論文参考訳（メタデータ） (2022-11-09T06:54:50Z)
Listen, Adapt, Better WER: Source-free Single-utterance Test-time Adaptation for Automatic Speech Recognition [65.84978547406753]
Test-time Adaptationは、ソースドメインでトレーニングされたモデルに適応して、テストサンプルの予測を改善することを目的としている。単一発話テスト時間適応 (SUTA) は音声領域における最初のTTA研究である。
論文参考訳（メタデータ） (2022-03-27T06:38:39Z)
ATCSpeechNet: A multilingual end-to-end speech recognition framework for air traffic control systems [15.527854608553824]
ATCSpeechNetは、航空交通制御システムにおけるコミュニケーション音声を人間可読テキストに変換する問題に取り組むために提案されている。特徴工学や辞書を使わずに、音声波形を直接テキストに変換するエンドツーエンドのパラダイムが開発されている。 ATCSpeech corpusの実験結果から,非常に小さなラベル付きコーパスを用いて,提案手法が高い性能を実現することが示された。
論文参考訳（メタデータ） (2021-02-17T02:27:09Z)
Open-set Short Utterance Forensic Speaker Verification using Teacher-Student Network with Explicit Inductive Bias [59.788358876316295]

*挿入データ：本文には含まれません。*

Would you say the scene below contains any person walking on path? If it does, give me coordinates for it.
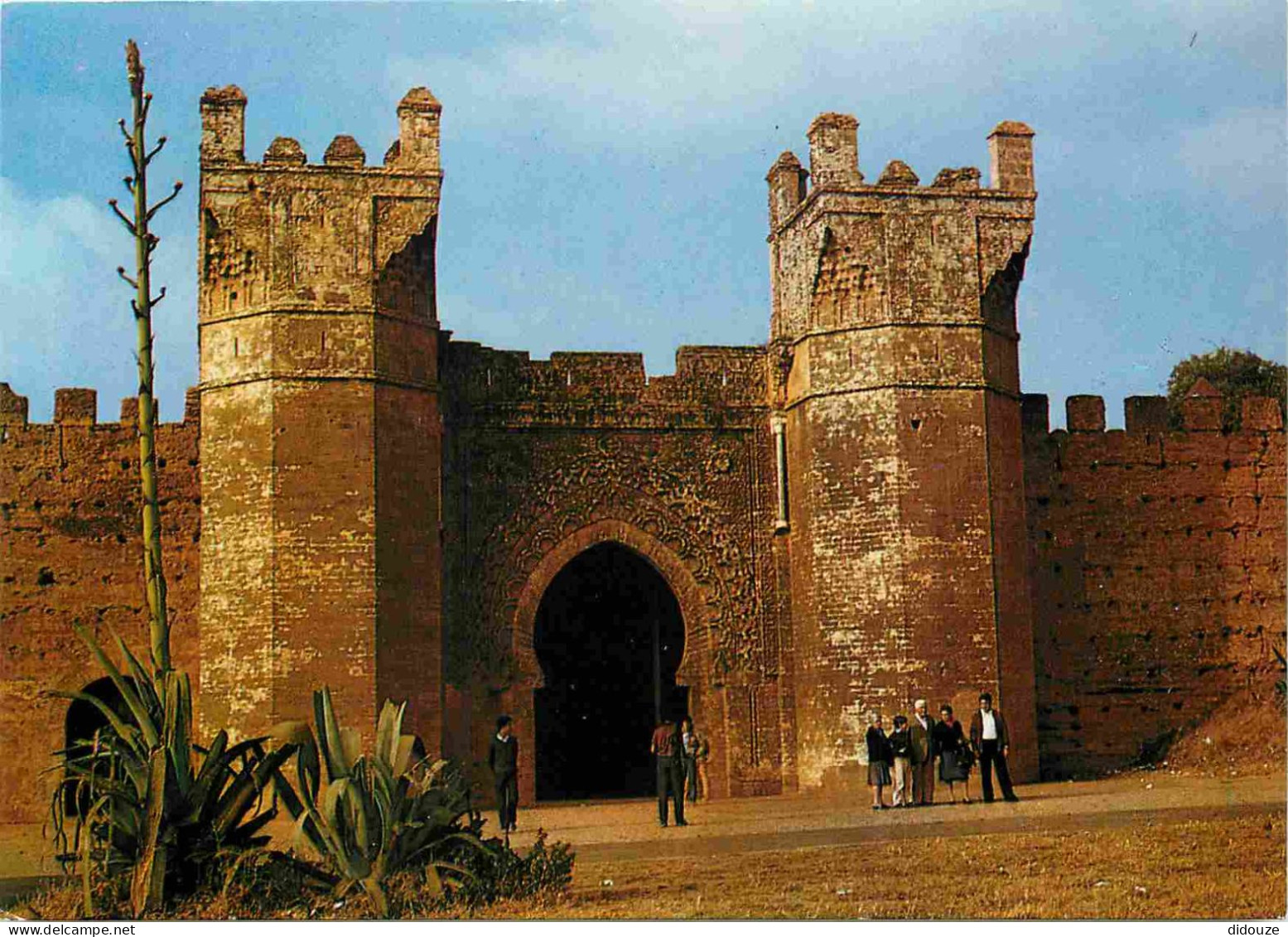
[649,722,687,826]
[970,693,1019,803]
[935,703,972,803]
[890,715,912,807]
[908,700,939,807]
[487,715,519,833]
[680,715,698,803]
[864,712,893,811]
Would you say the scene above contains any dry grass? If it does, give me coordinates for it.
[507,814,1286,919]
[20,814,1286,919]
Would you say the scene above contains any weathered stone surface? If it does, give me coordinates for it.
[0,99,1286,821]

そこで本研究では,小規模の法定フィールドデータセット上での話者検証を改善するためのパイプラインソリューションを提案する。大規模領域外データセットを活用することで,教師学習のための知識蒸留に基づく目的関数を提案する。提案する目的関数は,短時間の発話における教師学生の学習性能を効果的に向上できることを示す。
論文参考訳（メタデータ） (2020-09-21T00:58:40Z)
One-Shot Object Detection without Fine-Tuning [62.39210447209698]
本稿では,第1ステージのMatching-FCOSネットワークと第2ステージのStructure-Aware Relation Moduleからなる2段階モデルを提案する。また,検出性能を効果的に向上する新たなトレーニング戦略を提案する。提案手法は,複数のデータセット上で一貫した最先端のワンショット性能を上回る。
論文参考訳（メタデータ） (2020-05-08T01:59:23Z)

関連論文リストは本サイト内にある論文のタイトル・アブストラクトから自動的に作成しています。

指定された論文の情報です。
本サイトの運営者は本サイト（すべての情報・翻訳含む）の品質を保証せず、本サイト（すべての情報・翻訳含む）を使用して発生したあらゆる結果について一切の責任を負いません。